The set statement has three variants with the syntaxes
‘(reg = expression)’,
‘(reg assignment_operator expression)’, and
‘integer’. The assignment operator variation of the
set statement works the same way as the corresponding C expression
statement does. The assignment operators are +=
, -=
,
*=
, /=
, %=
, &=
, |=
, ^=
,
<<=
, and >>=
, and they have the same meanings as in C. A
"naked integer" integer is equivalent to a set statement of
the form (r0 = integer)
.
The read statement takes one or more registers as arguments. It reads one byte (a C char) from the input into each register in turn.
The write takes several forms. In the form ‘(write reg ...)’ it takes one or more registers as arguments and writes each in turn to the output. The integer in a register (interpreted as an Emchar) is encoded to multibyte form (ie, Bufbytes) and written to the current output buffer. If it is less than 256, it is written as is. The forms ‘(write expression)’ and ‘(write integer)’ are treated analogously. The form ‘(write string)’ writes the constant string to the output. A "naked string" ‘string’ is equivalent to the statement ‘(write string)’. The form ‘(write reg array)’ writes the regth element of the array to the output.
The if statement takes an expression, a CCL block, and an optional second CCL block as arguments. If the expression evaluates to non-zero, the first CCL block is executed. Otherwise, if there is a second CCL block, it is executed.
The read-if variant of the if statement takes an
expression, a CCL block, and an optional second CCL
block as arguments.
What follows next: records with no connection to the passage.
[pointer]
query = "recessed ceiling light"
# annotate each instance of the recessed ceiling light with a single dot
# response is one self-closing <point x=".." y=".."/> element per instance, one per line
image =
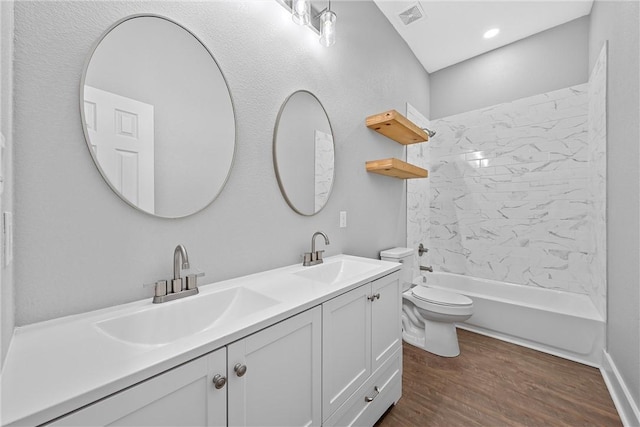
<point x="491" y="33"/>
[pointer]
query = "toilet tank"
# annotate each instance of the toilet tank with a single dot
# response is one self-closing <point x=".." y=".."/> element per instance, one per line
<point x="404" y="256"/>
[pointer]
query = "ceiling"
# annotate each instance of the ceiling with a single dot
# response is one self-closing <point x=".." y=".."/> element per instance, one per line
<point x="452" y="31"/>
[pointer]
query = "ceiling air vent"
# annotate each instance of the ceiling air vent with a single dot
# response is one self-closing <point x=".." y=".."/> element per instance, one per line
<point x="413" y="14"/>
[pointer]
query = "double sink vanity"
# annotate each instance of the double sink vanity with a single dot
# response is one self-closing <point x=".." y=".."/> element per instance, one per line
<point x="297" y="345"/>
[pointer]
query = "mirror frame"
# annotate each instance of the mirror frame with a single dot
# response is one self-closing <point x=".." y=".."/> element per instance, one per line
<point x="85" y="132"/>
<point x="275" y="160"/>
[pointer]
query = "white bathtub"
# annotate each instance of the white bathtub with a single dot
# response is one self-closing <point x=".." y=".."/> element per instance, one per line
<point x="560" y="323"/>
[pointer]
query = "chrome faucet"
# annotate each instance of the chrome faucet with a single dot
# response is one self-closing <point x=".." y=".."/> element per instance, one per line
<point x="168" y="290"/>
<point x="178" y="253"/>
<point x="314" y="257"/>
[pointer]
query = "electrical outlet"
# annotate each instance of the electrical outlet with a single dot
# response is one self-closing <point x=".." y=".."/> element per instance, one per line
<point x="343" y="219"/>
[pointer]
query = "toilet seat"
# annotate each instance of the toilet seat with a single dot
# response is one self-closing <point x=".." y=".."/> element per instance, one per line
<point x="439" y="297"/>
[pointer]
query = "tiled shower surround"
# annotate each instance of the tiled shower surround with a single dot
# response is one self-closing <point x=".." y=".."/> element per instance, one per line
<point x="517" y="192"/>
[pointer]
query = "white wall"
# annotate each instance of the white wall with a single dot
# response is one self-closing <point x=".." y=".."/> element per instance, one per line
<point x="79" y="247"/>
<point x="6" y="124"/>
<point x="550" y="60"/>
<point x="618" y="23"/>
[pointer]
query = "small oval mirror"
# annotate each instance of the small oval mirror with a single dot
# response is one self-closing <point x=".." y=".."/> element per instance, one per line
<point x="303" y="153"/>
<point x="158" y="116"/>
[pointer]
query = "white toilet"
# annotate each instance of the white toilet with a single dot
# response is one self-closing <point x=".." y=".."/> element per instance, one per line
<point x="428" y="314"/>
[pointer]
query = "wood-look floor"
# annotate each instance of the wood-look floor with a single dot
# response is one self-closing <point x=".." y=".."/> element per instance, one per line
<point x="494" y="383"/>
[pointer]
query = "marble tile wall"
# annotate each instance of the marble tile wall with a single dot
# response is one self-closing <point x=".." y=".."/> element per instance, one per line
<point x="323" y="168"/>
<point x="597" y="134"/>
<point x="510" y="193"/>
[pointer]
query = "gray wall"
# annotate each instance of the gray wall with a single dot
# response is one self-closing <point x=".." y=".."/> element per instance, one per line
<point x="550" y="60"/>
<point x="6" y="89"/>
<point x="79" y="247"/>
<point x="618" y="22"/>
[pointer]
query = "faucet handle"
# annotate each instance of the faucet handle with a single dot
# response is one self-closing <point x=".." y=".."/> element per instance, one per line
<point x="192" y="271"/>
<point x="307" y="258"/>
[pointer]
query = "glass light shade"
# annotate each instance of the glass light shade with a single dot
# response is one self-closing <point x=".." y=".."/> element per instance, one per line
<point x="327" y="28"/>
<point x="300" y="12"/>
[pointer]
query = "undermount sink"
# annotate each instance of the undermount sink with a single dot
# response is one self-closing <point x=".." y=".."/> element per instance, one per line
<point x="335" y="271"/>
<point x="162" y="324"/>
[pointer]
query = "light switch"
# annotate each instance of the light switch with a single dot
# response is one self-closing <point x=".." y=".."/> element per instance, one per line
<point x="343" y="219"/>
<point x="7" y="234"/>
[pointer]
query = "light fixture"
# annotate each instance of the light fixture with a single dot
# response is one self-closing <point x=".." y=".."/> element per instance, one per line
<point x="300" y="11"/>
<point x="491" y="33"/>
<point x="328" y="27"/>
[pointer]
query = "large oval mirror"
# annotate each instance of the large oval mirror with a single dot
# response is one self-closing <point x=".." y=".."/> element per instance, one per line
<point x="158" y="116"/>
<point x="303" y="153"/>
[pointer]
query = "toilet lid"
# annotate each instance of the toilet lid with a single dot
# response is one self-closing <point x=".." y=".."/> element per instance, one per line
<point x="436" y="296"/>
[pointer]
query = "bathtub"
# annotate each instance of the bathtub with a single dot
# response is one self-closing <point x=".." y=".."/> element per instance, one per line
<point x="564" y="324"/>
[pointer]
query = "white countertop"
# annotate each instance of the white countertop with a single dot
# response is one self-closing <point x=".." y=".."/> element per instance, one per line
<point x="55" y="367"/>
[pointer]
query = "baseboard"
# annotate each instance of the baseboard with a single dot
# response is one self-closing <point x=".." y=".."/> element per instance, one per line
<point x="627" y="408"/>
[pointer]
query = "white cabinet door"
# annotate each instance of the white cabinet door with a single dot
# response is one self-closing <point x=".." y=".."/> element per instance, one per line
<point x="183" y="396"/>
<point x="346" y="347"/>
<point x="385" y="319"/>
<point x="282" y="382"/>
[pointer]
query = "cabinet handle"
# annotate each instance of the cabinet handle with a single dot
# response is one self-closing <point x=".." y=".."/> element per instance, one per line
<point x="219" y="381"/>
<point x="240" y="369"/>
<point x="376" y="392"/>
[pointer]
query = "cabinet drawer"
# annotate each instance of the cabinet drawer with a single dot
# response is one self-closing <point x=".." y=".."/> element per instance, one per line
<point x="357" y="411"/>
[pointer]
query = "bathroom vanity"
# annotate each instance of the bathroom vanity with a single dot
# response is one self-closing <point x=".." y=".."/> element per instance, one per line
<point x="297" y="345"/>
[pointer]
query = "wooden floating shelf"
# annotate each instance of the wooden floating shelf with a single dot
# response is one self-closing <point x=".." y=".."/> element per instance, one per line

The expression must have the form
(reg operator operand)
(where operand is
a register or an integer). The read-if
statement first reads
from the input into the first register operand in the expression,
then conditionally executes a CCL block just as the if
statement
does.
The branch statement takes an expression and one or more CCL
blocks as arguments. The CCL blocks are treated as a zero-indexed
array, and the branch
statement uses the expression as the
index of the CCL block to execute. Null CCL blocks may be used as
no-ops, continuing execution with the statement following the
branch
statement in the containing CCL block. Out-of-range
values for the expression are also treated as no-ops.
The read-branch variant of the branch statement takes an
register, a CCL block, and an optional second CCL
block as arguments. The read-branch
statement first reads from
the input into the register, then conditionally executes a CCL
block just as the branch
statement does.
The loop statement creates a block with an implied jump from the
end of the block back to its head. The loop is exited on a break
statement, and continued without executing the tail by a repeat
statement.
The break statement, written ‘(break)’, terminates the current loop and continues with the next statement in the current block.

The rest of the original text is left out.